Già prima della pandemia tutto il personale della sanità delle strutture sociosanitarie aveva un carico di lavoro che andava ben oltre le proprie possibilità. Adesso, per rispettare i protocolli Covid, l’intensità del lavoro è cresciuta notevolmente e pare che a nessuno interessi. A questo bisogna aggiungere che il Servizio Sanitario Nazionale, per far fronte alla pandemia, ha aperto, giustamente, una campagna di assunzione del personale. A rispondere, guarda caso, sono stati soprattutto gli infermieri provenienti dalle strutture sociosanitarie delle Rsa, Csa, Ra, ma anche i dipendenti delle cooperative e delle agenzie. Lo hanno fatto soprattutto perché sono stanchi di sentirsi professionisti di serie minore, non perché attratti da salari più alti. Perché chiedono maggiori diritti e non vogliono più sentirsi infermieri o operatori sociosanitari di serie B o addirittura di serie C.

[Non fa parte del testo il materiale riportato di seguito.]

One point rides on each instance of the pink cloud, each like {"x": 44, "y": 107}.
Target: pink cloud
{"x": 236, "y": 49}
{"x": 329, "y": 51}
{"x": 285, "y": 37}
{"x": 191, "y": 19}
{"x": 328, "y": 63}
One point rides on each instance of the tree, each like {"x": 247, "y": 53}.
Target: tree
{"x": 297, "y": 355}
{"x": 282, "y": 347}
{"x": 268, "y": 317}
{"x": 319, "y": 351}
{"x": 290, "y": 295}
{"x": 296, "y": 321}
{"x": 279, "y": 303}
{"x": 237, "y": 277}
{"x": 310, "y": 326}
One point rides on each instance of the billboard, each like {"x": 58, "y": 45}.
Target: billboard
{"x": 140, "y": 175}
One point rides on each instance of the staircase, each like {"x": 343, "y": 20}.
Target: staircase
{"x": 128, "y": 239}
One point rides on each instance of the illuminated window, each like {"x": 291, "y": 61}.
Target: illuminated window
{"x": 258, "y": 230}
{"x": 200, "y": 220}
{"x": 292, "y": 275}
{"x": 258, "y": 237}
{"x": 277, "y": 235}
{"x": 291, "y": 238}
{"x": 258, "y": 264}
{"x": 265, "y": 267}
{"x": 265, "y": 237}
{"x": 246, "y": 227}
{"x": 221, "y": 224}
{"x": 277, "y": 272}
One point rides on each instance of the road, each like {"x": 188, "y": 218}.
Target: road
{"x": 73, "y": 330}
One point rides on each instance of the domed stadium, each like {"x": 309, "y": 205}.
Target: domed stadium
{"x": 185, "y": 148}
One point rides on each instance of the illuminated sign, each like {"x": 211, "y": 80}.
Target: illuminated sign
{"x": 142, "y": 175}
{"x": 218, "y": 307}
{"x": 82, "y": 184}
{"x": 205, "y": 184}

E il paradosso è che questo esodo sta riducendo la forza lavoro nella sanità sociosanitaria con il rischio evidente che intere aree di cura vadano in tilt e nessuno a livello istituzionale avverte l’urgenza di avviare il tavolo di confronto. Nel frattempo al personale rimasto per garantire la continuità assistenziale vengono sospese le ferie e spesso capita di essere richiamati in servizio anche nei giorni di riposo. E quando si manifestano dei cluster nelle strutture, il personale subisce una forte pressione psicologica, perché vedono colleghi e ospiti contagiarsi. La stanchezza è palpabile nell’ aria, si può tagliare con un coltello. Infermieri, fisioterapisti, logopedisti, educatori, Oss e operatori sanitari vivono una situazione fatta di dumping contrattuali, di misere retribuzioni e di tagli ai diritti nell’indifferenza generale.

È necessario mettere in campo una task force che riconosca salari, diritti e professionalità ai lavoratori delle strutture sociosanitarie RSA e dei centri ambulatoriali di riabilitazione (ex art. 26 dalla legge 833/78). Superare le forme di precariato nei rapporti contrattuali di lavoro e avere il riconoscimento degli stessi livelli retributivi, stessi orari di lavoro e stesse tutele adeguate dei lavoratori della sanità pubblica. Perché i lavoratori delle strutture sociosanitarie e in tutte le strutture in cui ci si prende cura degli utenti più fragili, come anziani e disabili non sono lavoratori di serie B.